Perşembe günü Yeniçağ gazetesi yazarı Remzi Özdemir beni aradı: “Hocam, krizde dibe vurduk mu?
Çıkış başlayacak mı?”
Maalesef kriz daha yeni etkisini göstermeye başladı. Nobel Ekonomi Ödülü alan Joseph E. Stiglitz’in deyimiyle Serbest Düşüş sürecindeyiz ve giderek artan bir ivmeyle aşağı doğru gidiyoruz.
Bankacılık sektörümüz elbette 2001’deki krizle karşılaştırıldığında çok daha iyi durumda. Ancak, bu krizden sektörün payına düşeni almaması da imkânsız. Bankacılık sektöründe de işler iyi gitmiyor.
Sektörde bazı olumlu gelişmeler de oluyor. Örneğin, Akbank geçtiğimiz perşembe günü sendikasyon kredisi aldı. 11 ülkeden 23 bankanın katıldığı sendikasyonda Akbank’a 367 gün vadeli 591 milyon euro ve 285 milyon dolar kredi verildi. Bir başka ifadeyle Akbank, dolar cinsinden toplam yaklaşık 980 milyon dolar sendikasyon kredisi aldı.
Elbette, gelişmekte olan ülkeler içinde en riskli ülkeler arasında ilk sıralarda olan Türkiye’de bir bankanın uluslararası piyasalardan yaklaşık 1 milyar dolar borçlanabilmesi bir başarı olarak yorumlanabilir. Ancak, burada kredi faizlerine de bakmamız gerekir.
Akbank aldığı sendikasyon kredilerine dolar için libor+%2,75; euro için ise euribor+%2,65 faiz ödeyecek. Banka Mart 2018’de aldığı sendikasyon kredilerini dolar için libor+%1,3; euro için ise euribor+%1,2 faizle almıştı. Görüldüğü üzere, dokuz ayda Akbank’ın sendikasyon kredilerinin faiz oranları hem dolarda hem de euroda iki kattan fazla artmış.
Bankaların aldıkları kredileri kullandıkları yerler de önemli.
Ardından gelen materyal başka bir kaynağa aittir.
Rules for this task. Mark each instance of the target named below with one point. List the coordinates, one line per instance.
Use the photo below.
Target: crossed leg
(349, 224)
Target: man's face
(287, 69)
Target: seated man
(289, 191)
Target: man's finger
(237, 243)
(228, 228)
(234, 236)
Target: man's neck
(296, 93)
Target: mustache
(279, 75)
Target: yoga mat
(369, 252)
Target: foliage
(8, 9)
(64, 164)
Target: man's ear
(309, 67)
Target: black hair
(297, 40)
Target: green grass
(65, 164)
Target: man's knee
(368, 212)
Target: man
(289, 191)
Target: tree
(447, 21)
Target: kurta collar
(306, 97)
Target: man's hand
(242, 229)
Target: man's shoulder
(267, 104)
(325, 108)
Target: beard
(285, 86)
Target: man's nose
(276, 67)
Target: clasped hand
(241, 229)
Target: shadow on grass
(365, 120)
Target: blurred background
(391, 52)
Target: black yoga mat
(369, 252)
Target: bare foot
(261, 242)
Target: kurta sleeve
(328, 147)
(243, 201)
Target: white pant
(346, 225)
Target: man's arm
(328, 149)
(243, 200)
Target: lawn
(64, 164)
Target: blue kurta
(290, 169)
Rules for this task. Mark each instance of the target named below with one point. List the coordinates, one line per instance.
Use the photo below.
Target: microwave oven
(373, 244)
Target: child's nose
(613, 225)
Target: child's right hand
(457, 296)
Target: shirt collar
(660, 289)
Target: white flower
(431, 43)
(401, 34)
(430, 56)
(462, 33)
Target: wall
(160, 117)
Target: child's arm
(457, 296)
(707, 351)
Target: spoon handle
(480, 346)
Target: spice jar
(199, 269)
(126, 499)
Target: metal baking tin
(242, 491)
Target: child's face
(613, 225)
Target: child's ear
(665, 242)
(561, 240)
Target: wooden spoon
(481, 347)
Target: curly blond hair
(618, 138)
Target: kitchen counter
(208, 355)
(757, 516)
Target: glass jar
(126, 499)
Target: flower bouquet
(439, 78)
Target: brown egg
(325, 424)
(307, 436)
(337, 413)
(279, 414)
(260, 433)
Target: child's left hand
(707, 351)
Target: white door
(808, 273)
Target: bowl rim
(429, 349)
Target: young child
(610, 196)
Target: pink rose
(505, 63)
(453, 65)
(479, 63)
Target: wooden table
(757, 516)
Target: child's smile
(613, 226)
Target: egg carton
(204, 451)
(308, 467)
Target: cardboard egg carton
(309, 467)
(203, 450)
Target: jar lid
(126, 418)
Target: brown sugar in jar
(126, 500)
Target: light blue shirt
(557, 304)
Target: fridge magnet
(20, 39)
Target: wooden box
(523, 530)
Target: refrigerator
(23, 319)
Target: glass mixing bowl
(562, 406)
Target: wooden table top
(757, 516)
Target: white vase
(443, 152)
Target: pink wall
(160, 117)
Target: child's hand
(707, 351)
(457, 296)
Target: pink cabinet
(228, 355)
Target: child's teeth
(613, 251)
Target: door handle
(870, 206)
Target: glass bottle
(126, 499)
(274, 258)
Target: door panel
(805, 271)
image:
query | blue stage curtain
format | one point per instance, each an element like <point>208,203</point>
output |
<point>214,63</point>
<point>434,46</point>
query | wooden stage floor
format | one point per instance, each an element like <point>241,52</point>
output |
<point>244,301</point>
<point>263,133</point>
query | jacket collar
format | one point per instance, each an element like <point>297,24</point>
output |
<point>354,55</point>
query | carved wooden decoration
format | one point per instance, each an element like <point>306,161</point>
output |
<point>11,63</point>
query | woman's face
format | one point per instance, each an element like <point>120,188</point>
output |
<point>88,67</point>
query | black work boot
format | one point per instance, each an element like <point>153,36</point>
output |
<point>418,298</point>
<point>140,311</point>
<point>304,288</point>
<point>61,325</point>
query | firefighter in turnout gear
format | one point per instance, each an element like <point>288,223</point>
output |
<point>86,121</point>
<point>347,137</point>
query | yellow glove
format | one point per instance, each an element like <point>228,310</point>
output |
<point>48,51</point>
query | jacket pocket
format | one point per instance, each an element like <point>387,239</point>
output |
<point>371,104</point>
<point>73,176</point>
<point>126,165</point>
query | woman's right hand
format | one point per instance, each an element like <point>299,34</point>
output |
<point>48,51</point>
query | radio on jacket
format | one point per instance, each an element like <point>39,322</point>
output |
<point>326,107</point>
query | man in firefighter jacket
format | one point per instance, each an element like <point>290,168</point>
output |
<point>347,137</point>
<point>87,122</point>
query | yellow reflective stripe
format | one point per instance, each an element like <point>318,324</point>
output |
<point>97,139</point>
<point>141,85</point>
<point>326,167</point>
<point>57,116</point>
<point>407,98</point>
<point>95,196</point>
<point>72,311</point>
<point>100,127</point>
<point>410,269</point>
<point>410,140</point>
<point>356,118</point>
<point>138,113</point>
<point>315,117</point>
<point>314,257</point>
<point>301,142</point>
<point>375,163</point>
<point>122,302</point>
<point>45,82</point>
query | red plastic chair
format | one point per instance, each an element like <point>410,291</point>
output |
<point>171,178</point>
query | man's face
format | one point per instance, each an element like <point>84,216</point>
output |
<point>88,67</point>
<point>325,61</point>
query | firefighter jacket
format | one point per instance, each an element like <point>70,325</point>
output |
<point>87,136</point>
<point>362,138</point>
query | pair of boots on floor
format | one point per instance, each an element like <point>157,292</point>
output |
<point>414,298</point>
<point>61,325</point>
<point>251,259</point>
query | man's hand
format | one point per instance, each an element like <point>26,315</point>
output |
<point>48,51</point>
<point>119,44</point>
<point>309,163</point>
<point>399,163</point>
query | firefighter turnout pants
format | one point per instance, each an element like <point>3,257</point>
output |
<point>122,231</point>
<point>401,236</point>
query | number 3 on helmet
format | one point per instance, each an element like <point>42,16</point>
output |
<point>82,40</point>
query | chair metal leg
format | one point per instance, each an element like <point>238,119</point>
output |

Elde ettikleri bu yabancı kaynakları reel sektöre kredi olarak verirlerse ekonominin durgunluktan çıkması için bir umut olabilir. Ancak, kriz dönemlerinde bankaların ihtiyatlı davranarak ellerindeki kaynakları borçlarını kapatmak için kullandıkları veya yüksek oranda borçları olmasa bile zor günler için tuttukları bilinen bir gerçek.